Brock prof scares up 100 U.S. horror films for new book

A new book from Professor Emeritus Barry Grant picks off 100 of the best American horror films, one by one.

100 American Horror Films, Grant’s 36th book and his third entry in the Screen Guides series for the British Film Institute (BFI), was released by Bloomsbury on Thursday, May 19.

Grant says the most difficult part of writing the book was trying to provide a balanced representation of films from the silent era to the contemporary, while also including as many subgenres, types of monsters and different production contexts as possible.

He deliberately avoided titles he had already covered in his previous BFI book, 100 Science Fiction Films, such as the 1931 classic, Frankenstein, but was flexible about what constituted an American film, considering factors such as American financing, production locations or the director’s nationality.

Writing during the height of the COVID-19 pandemic, Grant notes that his work on the book sometimes “eerily mirrored” circumstances in real life.

Barry Grant’s latest book, 100 American Horror Films, was released this week.

“At the beginning of the pandemic, the most popular film on Netflix was Contagion, which everybody was watching over again or for the first time, and that’s included in the book,” he says. “I almost felt like I was writing journalism rather than film criticism.”

Grant points out that people often make “particular use” of horror during times of anxiety.

“When things are going well, which is unfortunately less often than when it’s not, people don’t resort to horror as much,” he says. “But when you have a horror text, people can take the horror and contain it in aesthetic form, so that we can psychologically manage things that we really are frightened about a bit more.”

The pandemic also caused a long production delay around the book’s artwork. The BFI Stills Library, the source of all of the book’s 100 images, was closed to the editors for public health reasons.

Once the images were available, Grant selected one still from each film to support thematic throughlines, so that someone perusing the book can get a sense of some of the key anxieties and motifs driving American horror film over the years related to gender, sexuality, the family, xenophobia and technology.

“With horror, the very name of the genre is based on the affect that it supposedly produces, that vivid response, but the value of a horror film isn’t judged solely by the vivid experience it gives you,” he says. “In a good horror film, the vivid response it generates is incorporated into what the film is about, the meaning of the film.”

Grant gives the example of Alfred Hitchcock’s Psycho, where viewers begin by identifying with the protagonist played by Janet Leigh but are forced to change their position halfway through the film.

“The only thing you can do as a spectator — and Hitchcock makes sure that you do — is switch your identification to Norman Bates, who seems like a good son cleaning up after his mother,” he says. “Hitchcock gets you to respond in a certain way, which implicates you in what he’s saying about human nature.”

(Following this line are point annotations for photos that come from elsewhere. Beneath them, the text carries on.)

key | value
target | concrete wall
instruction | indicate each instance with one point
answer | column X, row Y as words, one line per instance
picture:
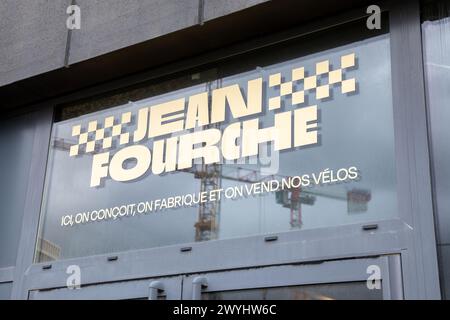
column 33, row 33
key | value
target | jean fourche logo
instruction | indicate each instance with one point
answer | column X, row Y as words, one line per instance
column 197, row 119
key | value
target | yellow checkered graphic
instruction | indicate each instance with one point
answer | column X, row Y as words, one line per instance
column 310, row 83
column 97, row 137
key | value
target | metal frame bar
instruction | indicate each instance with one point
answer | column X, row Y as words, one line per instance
column 327, row 272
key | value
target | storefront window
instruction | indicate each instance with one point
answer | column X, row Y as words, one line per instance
column 329, row 159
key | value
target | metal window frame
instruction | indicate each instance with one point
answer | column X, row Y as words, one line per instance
column 412, row 235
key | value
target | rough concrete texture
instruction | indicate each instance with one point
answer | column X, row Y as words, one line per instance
column 33, row 37
column 219, row 8
column 33, row 33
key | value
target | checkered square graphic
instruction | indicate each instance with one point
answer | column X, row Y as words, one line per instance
column 311, row 83
column 96, row 136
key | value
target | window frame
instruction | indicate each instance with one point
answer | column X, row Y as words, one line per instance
column 412, row 235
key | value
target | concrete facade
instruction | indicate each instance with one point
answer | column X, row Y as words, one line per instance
column 121, row 42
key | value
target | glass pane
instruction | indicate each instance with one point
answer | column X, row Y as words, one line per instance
column 93, row 203
column 16, row 141
column 436, row 40
column 328, row 291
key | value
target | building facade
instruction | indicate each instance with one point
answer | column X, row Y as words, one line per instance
column 204, row 149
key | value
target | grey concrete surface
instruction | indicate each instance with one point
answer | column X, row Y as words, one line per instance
column 115, row 24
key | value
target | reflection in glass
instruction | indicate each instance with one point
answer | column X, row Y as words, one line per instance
column 356, row 129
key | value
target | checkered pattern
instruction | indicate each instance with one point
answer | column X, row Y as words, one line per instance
column 100, row 136
column 311, row 82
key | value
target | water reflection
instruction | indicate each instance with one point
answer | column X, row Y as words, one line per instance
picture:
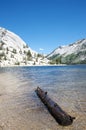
column 20, row 107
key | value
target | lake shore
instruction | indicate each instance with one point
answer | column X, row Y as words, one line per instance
column 21, row 112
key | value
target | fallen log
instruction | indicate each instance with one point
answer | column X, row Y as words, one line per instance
column 61, row 116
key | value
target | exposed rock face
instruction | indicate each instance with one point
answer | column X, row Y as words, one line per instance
column 74, row 53
column 14, row 51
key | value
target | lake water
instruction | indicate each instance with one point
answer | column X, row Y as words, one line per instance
column 21, row 109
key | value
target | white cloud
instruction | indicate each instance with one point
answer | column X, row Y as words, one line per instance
column 41, row 49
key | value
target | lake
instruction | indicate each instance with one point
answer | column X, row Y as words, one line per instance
column 21, row 109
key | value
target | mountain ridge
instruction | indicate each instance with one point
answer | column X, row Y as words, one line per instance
column 74, row 53
column 14, row 51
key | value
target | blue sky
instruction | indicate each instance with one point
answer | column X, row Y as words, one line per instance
column 45, row 24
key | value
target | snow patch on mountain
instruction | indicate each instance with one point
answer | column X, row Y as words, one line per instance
column 14, row 51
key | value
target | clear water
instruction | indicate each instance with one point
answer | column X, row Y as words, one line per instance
column 21, row 109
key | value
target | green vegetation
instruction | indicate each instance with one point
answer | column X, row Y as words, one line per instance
column 2, row 55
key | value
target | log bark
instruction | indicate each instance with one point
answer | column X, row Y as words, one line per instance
column 56, row 111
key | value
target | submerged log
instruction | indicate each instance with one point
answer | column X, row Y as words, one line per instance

Grant’s interest in the horror genre dates back to his childhood in New York City, when he was attracted to the way horror and science fiction movies reflected the world he was trying to understand while growing up in the 1950s and why it was possible to identify with and relate to the monsters.

“My interest in cinema generally has always been geared toward the way films provide experience to viewers and elicit certain kinds of either emotional or intellectual responses, which become part of what the film is about, part of the meaning of the film,” he says.

Grant, who retired from Brock’s Department of Communication, Popular Culture and Film in 2017, says he is grateful to Ingrid Makus, Dean of the Faculty of Social Sciences, for her ongoing support of his research.

His next project is a second edition of his 1991 study of the films of Frederick Wiseman.

“In 1991, I published Voyages of Discovery on American documentary filmmaker Frederick Wiseman, who is now 91 and acknowledged as the Dean of American documentary filmmakers,” says Grant. “Mine was the only book that covered all of his films at the time, so I’m just finishing a second edition for Columbia University Press that includes all the films he’s made since the first edition, plus his theatre work, as well.”